We Sauntered upon this in Music in the USA, edited by Judith Tick. Oxford University Press, 2008, page 524; its source is Martin Williams’ Hidden in Plain Sight: An Examination of the American Arts, Oxford University Press, 1992.):
What Fred Astaire accomplished is more significant than it may seem. When Baryshnikov decides he wants to become a dancer, he goes to a teacher and he is told, well, yes, you must learn this movement and that one; and learn this and the other technique; and if you learn them all well enough you will be a dancer. And that means—let us be clear about this—you will learn to dance in the tradition of eighteenth-century French courtly dance, a highly stylized craft to say the least.
Astaire, in his totally unpretentious way, obviously did not want to dance like an eighteenth-century European.
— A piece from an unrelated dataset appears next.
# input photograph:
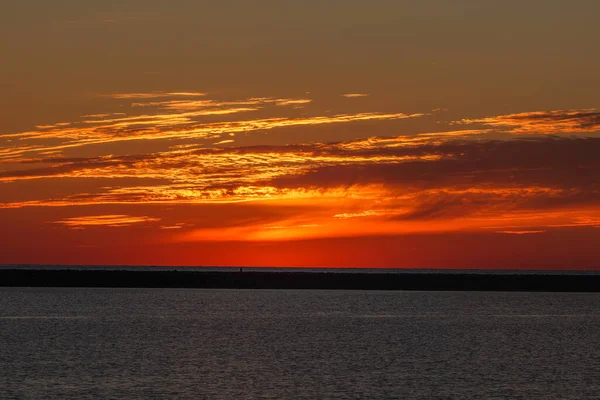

He undertook to dance like a twentieth-century American; he wanted to put our lives, our feelings, our experiences into dance. Who was to teach him how to do that? No one of course. He had to find out for himself what that meant, and that was a large and—if we admit it—culturally significant task. Astaire took the then-young traditions of American vaudeville and musical comedy dance in which he had grown up as his point of departure. And from bits of ballroom and ballroom-driven “speciality” dance, from black tap dancing and (yes) some bits of classical ballet—from any sources that seemed appropriate to him—he fashioned his art.
Furthermore, Astaire had to learn what it meant to dance like an American named Fred Astaire, and there I think is where the truly democratic element entered. For an artist of his potential range and depth, learning to dance like Fred Astaire was, again, a sizeable task. It was also a task which he clearly undertook with seriousness and discipline and with an unpretentious spirit of discovery and delight that always showed in his results.